"A capacidade de Moçambique recuperar rapidamente depois da tempestade e garantir a resiliência a eventos futuros deste género está em dúvida", escreveu o diretor da consultora EXX Africa, Robert Besseling, num relatório sobre Moçambique.

No documento, enviado aos clientes e a qua a Lusa teve acesso, o analista escreve que "apesar de as indicações preliminares darem conta de que Moçambique pode estar a corrigir o curso nos próximos cinco anos, a sua precária situação financeira e a perda do estatuto por parte dos doadores internacionais esbateram a confiança na capacidade do Governo".

Lembrando que "ainda há partes de Moçambique que continuam, ainda hoje, a ser afetadas pelo ciclone Eline, de 2000, e os esforços de recuperação na altura dependeram fortemente da ajuda internacional", a EXX Africa escreve que "é imperativo que o Governo assegure esse apoio através de doações e não de empréstimos, ao mesmo tempo que tem de implementar as mudanças institucionais para aumentar a confiança externa".

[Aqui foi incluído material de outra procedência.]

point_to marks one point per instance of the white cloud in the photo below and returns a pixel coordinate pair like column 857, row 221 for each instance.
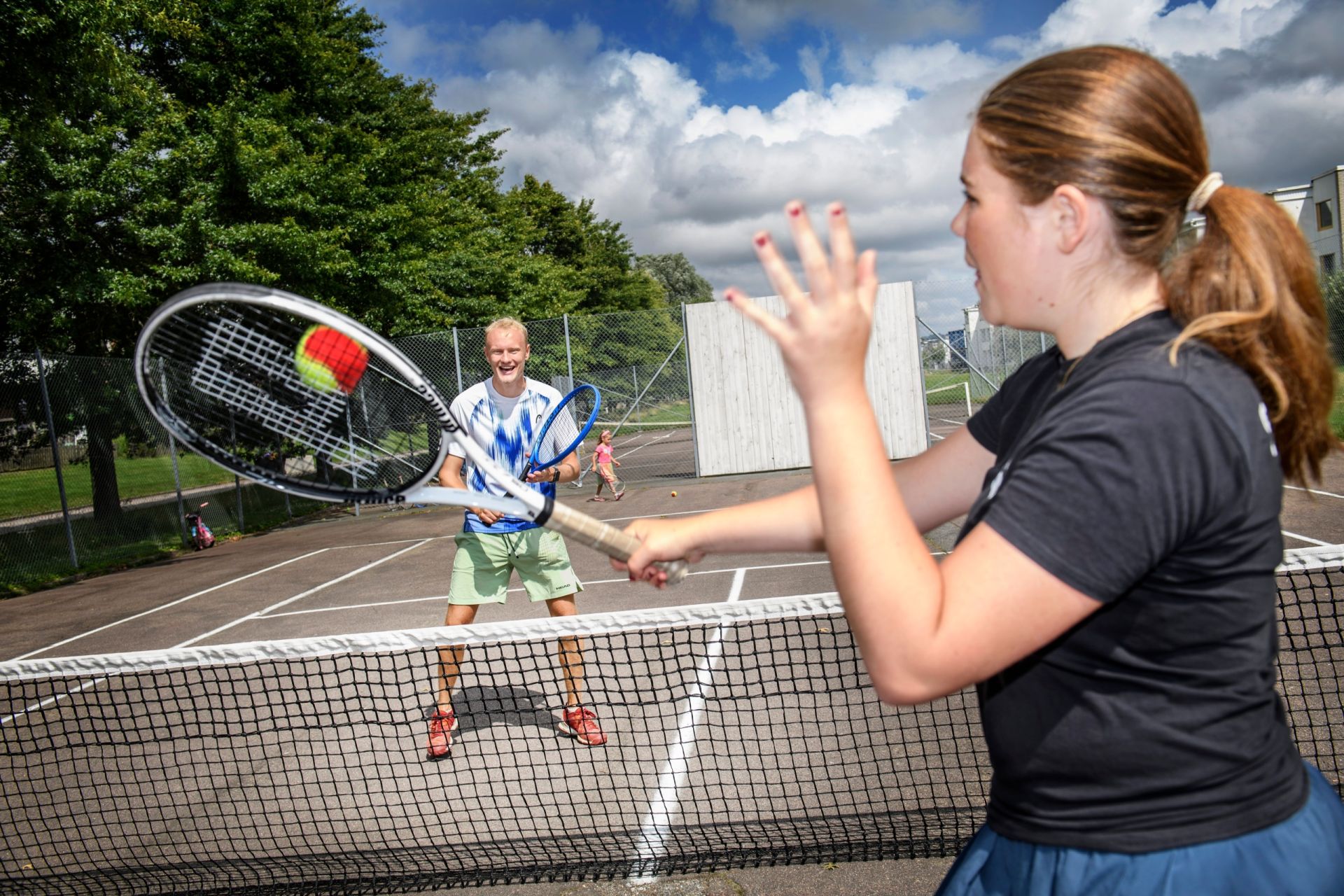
column 886, row 20
column 634, row 132
column 1190, row 30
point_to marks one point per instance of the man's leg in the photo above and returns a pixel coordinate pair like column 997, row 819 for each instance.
column 451, row 659
column 444, row 722
column 580, row 720
column 570, row 652
column 480, row 574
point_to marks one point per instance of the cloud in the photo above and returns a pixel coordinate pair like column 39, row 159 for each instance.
column 756, row 65
column 883, row 20
column 1190, row 30
column 634, row 131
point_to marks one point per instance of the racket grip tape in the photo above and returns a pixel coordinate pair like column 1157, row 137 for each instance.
column 608, row 539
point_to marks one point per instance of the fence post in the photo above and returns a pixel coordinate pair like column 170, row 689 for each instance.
column 690, row 390
column 176, row 485
column 55, row 457
column 635, row 378
column 457, row 359
column 354, row 468
column 569, row 355
column 176, row 476
column 238, row 482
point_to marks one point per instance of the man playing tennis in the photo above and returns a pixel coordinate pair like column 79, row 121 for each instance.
column 503, row 414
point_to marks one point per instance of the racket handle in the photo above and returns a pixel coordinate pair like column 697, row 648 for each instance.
column 608, row 539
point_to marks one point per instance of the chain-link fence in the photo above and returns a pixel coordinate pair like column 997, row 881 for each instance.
column 89, row 480
column 965, row 359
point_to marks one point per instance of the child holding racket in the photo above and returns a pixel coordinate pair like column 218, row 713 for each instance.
column 603, row 463
column 1112, row 594
column 499, row 414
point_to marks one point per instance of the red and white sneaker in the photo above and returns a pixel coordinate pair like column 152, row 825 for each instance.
column 582, row 723
column 441, row 727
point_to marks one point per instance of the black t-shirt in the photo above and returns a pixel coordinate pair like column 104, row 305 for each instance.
column 1154, row 489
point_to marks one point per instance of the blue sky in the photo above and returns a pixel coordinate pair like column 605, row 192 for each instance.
column 692, row 121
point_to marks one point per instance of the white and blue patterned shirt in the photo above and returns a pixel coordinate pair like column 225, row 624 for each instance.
column 507, row 428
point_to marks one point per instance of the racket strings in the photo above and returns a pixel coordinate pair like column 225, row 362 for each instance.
column 227, row 375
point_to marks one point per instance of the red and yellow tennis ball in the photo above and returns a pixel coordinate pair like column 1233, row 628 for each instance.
column 328, row 360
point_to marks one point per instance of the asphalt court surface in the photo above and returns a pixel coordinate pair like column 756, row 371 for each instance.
column 388, row 568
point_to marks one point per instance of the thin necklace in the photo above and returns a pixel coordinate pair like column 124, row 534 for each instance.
column 1147, row 309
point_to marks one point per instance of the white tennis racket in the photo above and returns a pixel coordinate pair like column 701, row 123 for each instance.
column 302, row 399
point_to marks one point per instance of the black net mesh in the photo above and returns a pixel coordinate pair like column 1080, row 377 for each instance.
column 738, row 734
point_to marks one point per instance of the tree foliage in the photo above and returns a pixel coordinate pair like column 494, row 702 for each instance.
column 682, row 284
column 1332, row 292
column 148, row 146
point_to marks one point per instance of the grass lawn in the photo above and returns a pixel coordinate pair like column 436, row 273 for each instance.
column 30, row 492
column 1338, row 412
column 937, row 379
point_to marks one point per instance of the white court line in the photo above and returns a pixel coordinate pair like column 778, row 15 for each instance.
column 171, row 603
column 384, row 545
column 94, row 682
column 442, row 598
column 1303, row 538
column 663, row 806
column 302, row 596
column 1329, row 495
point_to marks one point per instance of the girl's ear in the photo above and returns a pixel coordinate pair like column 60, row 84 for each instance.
column 1072, row 216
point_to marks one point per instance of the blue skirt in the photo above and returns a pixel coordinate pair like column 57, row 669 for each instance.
column 1300, row 856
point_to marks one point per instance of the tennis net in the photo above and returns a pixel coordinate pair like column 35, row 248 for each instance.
column 741, row 734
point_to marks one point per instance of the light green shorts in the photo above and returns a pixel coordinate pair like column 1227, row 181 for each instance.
column 486, row 561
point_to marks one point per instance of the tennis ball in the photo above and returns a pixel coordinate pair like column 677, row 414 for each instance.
column 328, row 360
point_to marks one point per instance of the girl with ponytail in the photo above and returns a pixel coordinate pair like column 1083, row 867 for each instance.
column 1112, row 596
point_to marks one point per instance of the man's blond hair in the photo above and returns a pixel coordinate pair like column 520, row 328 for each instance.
column 505, row 323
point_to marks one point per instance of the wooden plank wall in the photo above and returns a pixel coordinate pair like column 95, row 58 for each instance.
column 748, row 418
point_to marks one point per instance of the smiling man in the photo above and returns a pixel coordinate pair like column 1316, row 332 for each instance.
column 504, row 414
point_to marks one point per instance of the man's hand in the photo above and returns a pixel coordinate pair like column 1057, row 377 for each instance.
column 488, row 517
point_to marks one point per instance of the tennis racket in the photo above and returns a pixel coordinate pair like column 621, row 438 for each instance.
column 302, row 399
column 561, row 433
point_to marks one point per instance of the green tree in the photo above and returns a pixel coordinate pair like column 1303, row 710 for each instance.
column 146, row 148
column 682, row 284
column 590, row 261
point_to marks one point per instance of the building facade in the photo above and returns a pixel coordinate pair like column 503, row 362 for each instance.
column 1316, row 210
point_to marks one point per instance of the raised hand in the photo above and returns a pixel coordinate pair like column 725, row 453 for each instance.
column 824, row 336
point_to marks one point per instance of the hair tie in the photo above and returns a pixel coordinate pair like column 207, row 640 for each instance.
column 1206, row 190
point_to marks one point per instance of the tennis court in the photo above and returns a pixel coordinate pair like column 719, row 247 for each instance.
column 742, row 731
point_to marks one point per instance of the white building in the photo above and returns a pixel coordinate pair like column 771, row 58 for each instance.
column 1316, row 210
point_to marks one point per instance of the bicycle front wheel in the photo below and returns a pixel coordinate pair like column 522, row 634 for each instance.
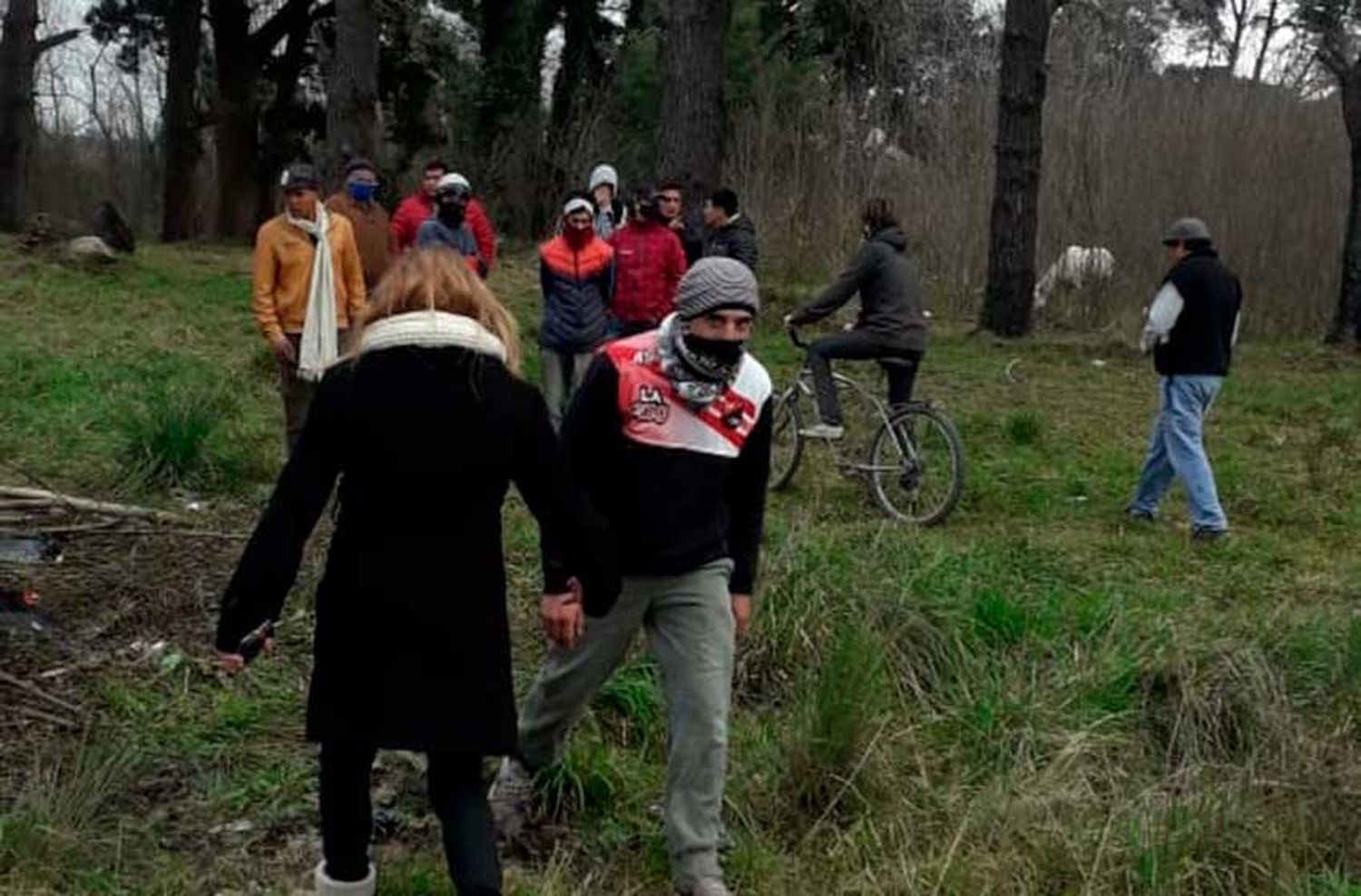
column 916, row 465
column 786, row 441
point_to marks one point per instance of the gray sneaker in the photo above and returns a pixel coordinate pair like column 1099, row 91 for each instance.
column 509, row 798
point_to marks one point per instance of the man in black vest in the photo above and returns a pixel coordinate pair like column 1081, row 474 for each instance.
column 1191, row 329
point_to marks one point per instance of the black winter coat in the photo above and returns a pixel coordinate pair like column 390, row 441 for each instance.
column 413, row 646
column 735, row 239
column 890, row 297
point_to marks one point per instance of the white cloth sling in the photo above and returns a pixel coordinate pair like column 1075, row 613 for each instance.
column 318, row 348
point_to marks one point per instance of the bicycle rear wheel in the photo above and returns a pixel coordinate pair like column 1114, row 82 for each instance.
column 916, row 465
column 786, row 443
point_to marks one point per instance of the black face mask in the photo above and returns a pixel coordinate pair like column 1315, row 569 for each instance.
column 720, row 351
column 451, row 211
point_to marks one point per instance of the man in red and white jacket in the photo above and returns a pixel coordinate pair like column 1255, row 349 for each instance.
column 414, row 209
column 648, row 266
column 670, row 438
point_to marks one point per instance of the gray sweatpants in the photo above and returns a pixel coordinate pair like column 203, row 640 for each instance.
column 690, row 631
column 563, row 375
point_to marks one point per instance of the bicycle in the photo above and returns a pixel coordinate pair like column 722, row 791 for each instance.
column 914, row 463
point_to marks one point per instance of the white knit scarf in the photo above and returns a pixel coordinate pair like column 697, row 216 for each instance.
column 432, row 329
column 318, row 348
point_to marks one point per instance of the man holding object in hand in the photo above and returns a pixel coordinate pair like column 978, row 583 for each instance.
column 670, row 437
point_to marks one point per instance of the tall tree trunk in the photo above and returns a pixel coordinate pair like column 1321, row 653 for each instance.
column 184, row 46
column 1015, row 193
column 353, row 93
column 1347, row 316
column 237, row 113
column 690, row 139
column 245, row 190
column 583, row 67
column 512, row 48
column 1270, row 24
column 280, row 139
column 19, row 52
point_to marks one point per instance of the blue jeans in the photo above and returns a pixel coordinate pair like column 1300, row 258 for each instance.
column 1176, row 450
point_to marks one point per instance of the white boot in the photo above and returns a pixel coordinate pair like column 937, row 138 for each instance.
column 327, row 887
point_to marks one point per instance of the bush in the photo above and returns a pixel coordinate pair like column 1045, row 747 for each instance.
column 847, row 706
column 168, row 441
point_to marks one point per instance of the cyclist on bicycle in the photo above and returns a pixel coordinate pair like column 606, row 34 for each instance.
column 890, row 329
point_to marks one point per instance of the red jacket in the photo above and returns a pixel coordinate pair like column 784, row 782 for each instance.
column 648, row 266
column 416, row 209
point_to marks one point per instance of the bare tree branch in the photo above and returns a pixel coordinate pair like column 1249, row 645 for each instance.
column 56, row 40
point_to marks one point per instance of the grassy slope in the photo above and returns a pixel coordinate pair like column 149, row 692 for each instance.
column 1029, row 699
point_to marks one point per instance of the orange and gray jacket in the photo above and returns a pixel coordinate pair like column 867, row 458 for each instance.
column 577, row 283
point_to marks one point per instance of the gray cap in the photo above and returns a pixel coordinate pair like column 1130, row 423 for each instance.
column 1186, row 229
column 299, row 176
column 713, row 285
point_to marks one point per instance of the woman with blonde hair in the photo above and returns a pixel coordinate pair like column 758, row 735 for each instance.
column 425, row 424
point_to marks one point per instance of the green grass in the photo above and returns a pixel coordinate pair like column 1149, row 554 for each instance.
column 1031, row 699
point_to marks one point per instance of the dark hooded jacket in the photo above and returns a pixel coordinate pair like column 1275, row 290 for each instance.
column 890, row 294
column 735, row 239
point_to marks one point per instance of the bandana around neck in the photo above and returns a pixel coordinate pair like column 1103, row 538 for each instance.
column 696, row 378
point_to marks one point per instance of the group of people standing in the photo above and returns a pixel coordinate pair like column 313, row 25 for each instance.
column 644, row 463
column 403, row 388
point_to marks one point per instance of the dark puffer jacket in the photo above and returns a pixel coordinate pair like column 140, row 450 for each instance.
column 413, row 642
column 735, row 239
column 577, row 282
column 890, row 296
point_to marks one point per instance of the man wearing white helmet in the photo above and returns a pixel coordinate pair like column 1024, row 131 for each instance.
column 604, row 192
column 449, row 225
column 414, row 209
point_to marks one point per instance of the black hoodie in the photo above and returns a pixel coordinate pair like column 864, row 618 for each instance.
column 890, row 294
column 735, row 239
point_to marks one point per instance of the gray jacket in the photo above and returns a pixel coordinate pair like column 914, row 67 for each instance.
column 890, row 296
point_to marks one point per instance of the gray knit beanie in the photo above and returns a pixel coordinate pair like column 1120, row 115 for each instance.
column 713, row 285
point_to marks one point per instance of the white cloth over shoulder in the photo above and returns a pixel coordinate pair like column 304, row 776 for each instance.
column 1162, row 316
column 318, row 348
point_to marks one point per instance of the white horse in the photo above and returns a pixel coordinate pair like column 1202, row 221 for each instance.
column 1074, row 268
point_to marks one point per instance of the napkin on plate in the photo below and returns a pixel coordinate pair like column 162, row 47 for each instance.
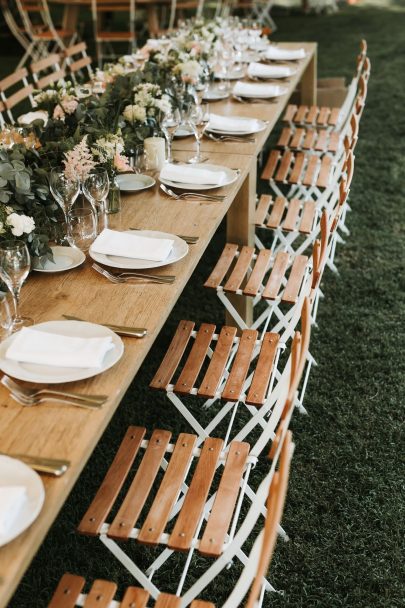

No entanto, alerta, "sem esse apoio, as várias ameaças e preocupações sociais, económicas e políticas que surgiram nas primeiras duas ou três semanas a seguir à tempestade vão ser projetadas bem para além dos próximos trimestres".

Como a agricultura representa mais de 20% do PIB e emprega quase 80% da força de trabalho, "o Idai vai ter um impacto imediato na vida da maioria dos trabalhadores moçambicanos", escreve a consultora, acrescentando que "além dos custos de reconstrução, várias importações de alimentos, particularmente milho, devem duplicar durante este ano devido à descida da produção interna".

As consequências do Idai, conclui a EXX Africa, poderão não ser apenas humanitárias e económicas, ameaçam alargar-se ao campo político: "A capacidade do atual Governo de lidar com o rescaldo do Idai pode muito bem ter consequências nas urnas, também", escrevem os analistas, lembrando a "crise de legitimidade da Frelimo no poder devido à elevada dívida pública, corrupção, má gestão e crescente insegurança no norte".

O ciclone Idai, que devastou parte da costa do sudoeste africano a 14 e 15 de março, deixou mais de 900 mortos em Moçambique, no Zimbabué e no Maláui.